La questione in merito all’affissione del crocifisso nelle aule scolastiche riguarda la compatibilità tra l’ordine di esposizione del crocifisso, impartito dal dirigente scolastico di un istituto professionale statale sulla base di una delibera assunta a maggioranza dall’assemblea di classe degli studenti, e la libertà di insegnamento e di coscienza in materia religiosa, intesa quest’ultima anche come libertà negativa, da assicurare ad ogni docente.
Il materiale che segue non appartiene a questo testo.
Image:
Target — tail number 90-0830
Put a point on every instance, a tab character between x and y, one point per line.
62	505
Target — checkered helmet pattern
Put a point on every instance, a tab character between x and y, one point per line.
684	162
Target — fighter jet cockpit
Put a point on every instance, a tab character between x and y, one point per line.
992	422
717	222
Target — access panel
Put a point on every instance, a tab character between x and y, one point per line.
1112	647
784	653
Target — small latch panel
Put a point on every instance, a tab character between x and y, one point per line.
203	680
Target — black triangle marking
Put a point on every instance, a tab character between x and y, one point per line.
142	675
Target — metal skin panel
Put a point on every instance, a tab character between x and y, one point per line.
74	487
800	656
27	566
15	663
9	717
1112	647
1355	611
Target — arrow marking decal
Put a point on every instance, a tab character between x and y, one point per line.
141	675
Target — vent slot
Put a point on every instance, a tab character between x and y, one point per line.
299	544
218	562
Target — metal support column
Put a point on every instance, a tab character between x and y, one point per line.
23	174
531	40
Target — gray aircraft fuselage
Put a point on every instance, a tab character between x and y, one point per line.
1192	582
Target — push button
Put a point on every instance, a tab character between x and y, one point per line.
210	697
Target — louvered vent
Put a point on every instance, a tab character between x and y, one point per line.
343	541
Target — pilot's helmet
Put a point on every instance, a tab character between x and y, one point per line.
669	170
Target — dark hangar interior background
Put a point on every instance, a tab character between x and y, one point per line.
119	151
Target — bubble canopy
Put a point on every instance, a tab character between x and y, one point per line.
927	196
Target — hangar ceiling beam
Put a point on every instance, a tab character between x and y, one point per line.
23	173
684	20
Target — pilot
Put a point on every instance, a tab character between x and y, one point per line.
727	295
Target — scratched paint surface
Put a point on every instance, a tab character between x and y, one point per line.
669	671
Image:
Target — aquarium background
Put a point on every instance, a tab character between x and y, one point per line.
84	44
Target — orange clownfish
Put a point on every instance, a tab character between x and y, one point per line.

Si tratta di stabilire se la determinazione del dirigente scolastico, rivolta a tutti gli insegnanti della classe, si ponga in contrasto con il principio della libertà di insegnamento del docente dissenziente che desideri fare lezione senza essere costretto nella matrice religiosa impressa dal simbolo affisso alla parete, e collida con il divieto di discriminazione su base religiosa.
I temi coinvolti sono quelli della laicità e della non discriminazione, i quali non solo rimandano alla necessaria equidistanza tra le istituzioni e le religioni nell’orizzonte multiculturale della nostra società, ma anche interrogano al fondo le stesse radici e ragioni dello stare insieme tra individui liberi e uguali in quello spazio pubblico di convivenza, la scuola, che è sede primaria di formazione del cittadino.
Risolvendo la questione di massima di particolare importanza le Sezioni Unite enunciano i seguenti principi di diritto:
– In base alla Costituzione repubblicana, ispirata al principio di laicità dello Stato e alla salvaguardia della libertà religiosa positiva e negativa, non è consentita, nelle aule delle scuole pubbliche, l’affissione obbligatoria, per determinazione dei pubblici poteri, del simbolo religioso del crocifisso.
– L’art. 118 del regio decreto n. 965 del 1924, che comprende il crocifisso tra gli arredi scolastici, deve essere interpretato in conformità alla Costituzione e alla legislazione che dei principi costituzionali costituisce svolgimento e attuazione, nel senso che la comunità scolastica può decidere di esporre il crocifisso in aula con valutazione che sia frutto del rispetto delle convinzioni di tutti i componenti della medesima comunità, ricercando un “ragionevole accomodamento” tra eventuali posizioni difformi.
– E’ illegittima la circolare del dirigente scolastico che, nel richiamare tutti i docenti della classe al dovere di rispettare e tutelare la volontà degli studenti, espressa a maggioranza in una assemblea, di vedere esposto il crocifisso nella loro aula, non ricerchi un ragionevole accomodamento con la posizione manifestata dal docente dissenziente.
– L’illegittimità della circolare determina l’invalidità della sanzione disciplinare inflitta al docente dissenziente per avere egli, contravvenendo all’ordine di servizio contenuto nella circolare, rimosso il crocifisso dalla parete dell’aula all’inizio delle sue lezioni, per poi ricollocarlo al suo posto alla fine delle medesime.
– Tale circolare, peraltro, non integra una forma di discriminazione a causa della religione nei confronti del docente, e non determina pertanto le conseguenze di natura risarcitoria previste dalla legislazione antidiscriminatoria, perché, recependo la volontà degli studenti in ordine alla presenza del crocifisso, il dirigente scolastico non ha connotato in senso religioso l’esercizio della funzione pubblica di insegnamento, né ha condizionato la libertà di espressione culturale del docente dissenziente.